You can easily prove by induction that $\mathrm{tr}(C^i)=0$ for all $i\ge1$.
Theorem. $\forall i\ge1$, $\mathrm{tr}(C^i)=0$ iff $C$ is nilpotent.
Proof: $C$ is a real matrix but you may assume $C$ is a complex matrix and $$f(x)=(x-a_1)(x-a_2)\cdots(x-a_n)$$ is its characteristic polynomial in the complex field. You can prove that $\mathrm{tr}(C^k)=\sum_{i=1}^n a_i^k$ by induction, and if $\forall k\in\mathbb N$, $\mathrm{tr}(C^k)=\sum_{i=1}^n a_i^k=0$ then $a_i=0$. Hence, $f(x)=x^n$, so $C^n=0$ and it is shown that $C$ is nilpotent.

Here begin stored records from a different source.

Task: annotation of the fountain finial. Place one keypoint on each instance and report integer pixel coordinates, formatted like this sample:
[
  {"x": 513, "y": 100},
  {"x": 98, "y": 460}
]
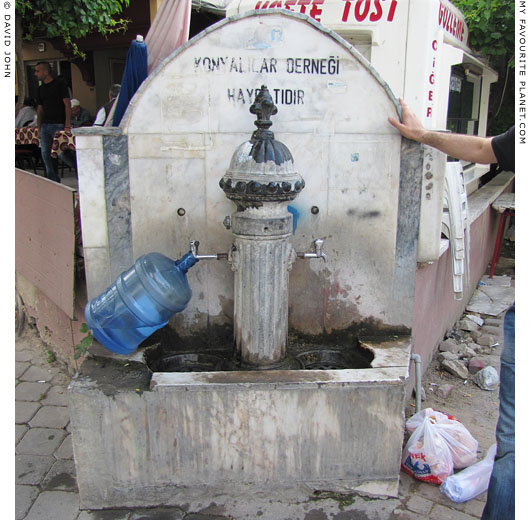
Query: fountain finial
[{"x": 263, "y": 107}]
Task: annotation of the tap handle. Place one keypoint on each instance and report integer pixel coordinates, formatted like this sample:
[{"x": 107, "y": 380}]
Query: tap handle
[{"x": 194, "y": 249}]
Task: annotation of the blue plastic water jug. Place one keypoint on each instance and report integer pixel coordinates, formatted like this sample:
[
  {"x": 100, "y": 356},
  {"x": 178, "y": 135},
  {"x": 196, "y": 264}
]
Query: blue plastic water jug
[{"x": 140, "y": 301}]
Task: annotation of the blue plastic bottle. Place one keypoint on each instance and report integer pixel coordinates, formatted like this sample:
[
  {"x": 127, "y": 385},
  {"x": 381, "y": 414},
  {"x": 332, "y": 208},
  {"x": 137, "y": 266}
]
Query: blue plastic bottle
[{"x": 140, "y": 301}]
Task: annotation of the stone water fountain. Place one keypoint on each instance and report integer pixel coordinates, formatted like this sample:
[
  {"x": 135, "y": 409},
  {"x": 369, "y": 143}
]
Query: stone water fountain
[{"x": 304, "y": 387}]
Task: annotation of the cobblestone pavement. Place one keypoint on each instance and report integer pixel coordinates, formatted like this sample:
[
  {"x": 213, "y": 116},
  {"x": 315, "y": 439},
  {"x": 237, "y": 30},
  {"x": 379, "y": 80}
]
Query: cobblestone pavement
[{"x": 46, "y": 480}]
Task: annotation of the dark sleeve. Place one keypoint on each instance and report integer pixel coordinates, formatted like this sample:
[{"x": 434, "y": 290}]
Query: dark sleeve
[{"x": 504, "y": 150}]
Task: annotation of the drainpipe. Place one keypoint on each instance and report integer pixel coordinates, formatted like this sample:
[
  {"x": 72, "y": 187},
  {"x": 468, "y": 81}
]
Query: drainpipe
[{"x": 417, "y": 361}]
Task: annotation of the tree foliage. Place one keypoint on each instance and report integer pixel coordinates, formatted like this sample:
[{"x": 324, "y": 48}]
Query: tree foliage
[
  {"x": 492, "y": 34},
  {"x": 69, "y": 21}
]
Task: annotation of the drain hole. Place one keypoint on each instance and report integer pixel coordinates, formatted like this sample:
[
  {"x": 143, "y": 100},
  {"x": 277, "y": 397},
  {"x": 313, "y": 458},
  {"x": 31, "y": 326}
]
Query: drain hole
[
  {"x": 189, "y": 363},
  {"x": 330, "y": 360}
]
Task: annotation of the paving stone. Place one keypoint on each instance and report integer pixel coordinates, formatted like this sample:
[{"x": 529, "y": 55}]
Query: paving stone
[
  {"x": 418, "y": 504},
  {"x": 407, "y": 484},
  {"x": 40, "y": 441},
  {"x": 65, "y": 450},
  {"x": 112, "y": 514},
  {"x": 20, "y": 430},
  {"x": 30, "y": 391},
  {"x": 21, "y": 367},
  {"x": 446, "y": 513},
  {"x": 61, "y": 379},
  {"x": 51, "y": 417},
  {"x": 56, "y": 396},
  {"x": 61, "y": 477},
  {"x": 61, "y": 505},
  {"x": 25, "y": 410},
  {"x": 434, "y": 494},
  {"x": 402, "y": 514},
  {"x": 30, "y": 469},
  {"x": 457, "y": 368},
  {"x": 24, "y": 497},
  {"x": 164, "y": 513},
  {"x": 23, "y": 355},
  {"x": 474, "y": 508},
  {"x": 37, "y": 373}
]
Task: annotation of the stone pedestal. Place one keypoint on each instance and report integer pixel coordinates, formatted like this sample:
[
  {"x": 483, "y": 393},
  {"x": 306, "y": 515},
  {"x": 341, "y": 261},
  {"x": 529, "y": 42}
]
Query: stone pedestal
[{"x": 261, "y": 263}]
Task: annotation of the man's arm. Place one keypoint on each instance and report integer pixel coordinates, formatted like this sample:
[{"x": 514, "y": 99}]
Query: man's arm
[
  {"x": 39, "y": 117},
  {"x": 67, "y": 113},
  {"x": 466, "y": 147}
]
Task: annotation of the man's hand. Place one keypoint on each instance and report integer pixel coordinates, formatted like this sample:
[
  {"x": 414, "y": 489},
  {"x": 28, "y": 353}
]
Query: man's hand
[{"x": 411, "y": 127}]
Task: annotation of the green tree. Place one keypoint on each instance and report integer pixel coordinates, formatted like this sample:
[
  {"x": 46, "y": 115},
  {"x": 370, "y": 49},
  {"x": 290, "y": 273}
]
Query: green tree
[
  {"x": 492, "y": 34},
  {"x": 67, "y": 20}
]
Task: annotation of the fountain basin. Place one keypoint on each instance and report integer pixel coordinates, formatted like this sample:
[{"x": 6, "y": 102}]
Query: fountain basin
[{"x": 145, "y": 438}]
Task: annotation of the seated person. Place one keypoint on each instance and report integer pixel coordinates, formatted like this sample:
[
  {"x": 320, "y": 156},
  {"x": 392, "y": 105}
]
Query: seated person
[{"x": 79, "y": 115}]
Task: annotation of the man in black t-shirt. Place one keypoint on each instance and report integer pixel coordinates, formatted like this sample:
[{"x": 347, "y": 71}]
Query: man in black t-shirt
[
  {"x": 53, "y": 114},
  {"x": 485, "y": 150}
]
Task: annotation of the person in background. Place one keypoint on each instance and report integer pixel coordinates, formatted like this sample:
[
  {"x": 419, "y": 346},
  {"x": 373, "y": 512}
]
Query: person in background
[
  {"x": 106, "y": 109},
  {"x": 500, "y": 503},
  {"x": 27, "y": 116},
  {"x": 53, "y": 114},
  {"x": 80, "y": 115}
]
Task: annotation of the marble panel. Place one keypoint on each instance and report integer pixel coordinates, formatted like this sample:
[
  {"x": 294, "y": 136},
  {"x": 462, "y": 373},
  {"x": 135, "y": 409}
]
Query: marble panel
[
  {"x": 97, "y": 269},
  {"x": 88, "y": 142},
  {"x": 117, "y": 195},
  {"x": 91, "y": 187}
]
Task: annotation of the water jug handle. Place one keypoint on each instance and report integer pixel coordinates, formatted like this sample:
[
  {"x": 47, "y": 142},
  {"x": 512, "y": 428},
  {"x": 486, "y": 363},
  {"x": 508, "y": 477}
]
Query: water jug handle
[
  {"x": 187, "y": 261},
  {"x": 194, "y": 250}
]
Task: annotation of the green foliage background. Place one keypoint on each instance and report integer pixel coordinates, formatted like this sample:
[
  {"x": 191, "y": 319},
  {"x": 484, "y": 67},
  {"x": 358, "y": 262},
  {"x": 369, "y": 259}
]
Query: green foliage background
[
  {"x": 69, "y": 20},
  {"x": 492, "y": 34}
]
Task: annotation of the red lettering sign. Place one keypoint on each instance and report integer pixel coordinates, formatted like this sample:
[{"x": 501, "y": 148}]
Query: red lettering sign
[
  {"x": 372, "y": 10},
  {"x": 315, "y": 10}
]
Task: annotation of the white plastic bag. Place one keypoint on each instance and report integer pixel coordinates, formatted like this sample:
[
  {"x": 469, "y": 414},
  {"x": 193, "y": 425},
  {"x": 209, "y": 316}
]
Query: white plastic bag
[
  {"x": 439, "y": 444},
  {"x": 472, "y": 481},
  {"x": 426, "y": 455}
]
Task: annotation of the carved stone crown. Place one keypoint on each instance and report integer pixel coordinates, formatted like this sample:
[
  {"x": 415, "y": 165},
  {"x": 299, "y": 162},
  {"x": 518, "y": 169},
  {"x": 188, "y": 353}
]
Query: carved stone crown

Suppose $\mathcal A$ is a normed algebra and $\delta:\mathcal A\to\mathcal A$ is a bounded derivation. If $x\in A$ and $\delta(\delta(x))=0$, then $\lim\limits_{n\to\infty}\|\delta(x)^n\|^{1/n}=0$. This is proved as Theorem 2.2.1 in Sakai's Operator algebras in dynamical systems.
This applies to the case where $\mathcal A=M_n(\mathbb C)$, $\delta(X)= AX-XA$. For an $n$-by-$n$ real or complex matrix $C$, $\lim\limits_{n\to\infty}\|C^n\|^{1/n}=0$ if and only if $C$ is nilpotent.
(I also remarked on this application in an answer to a different question where the result was applicable.)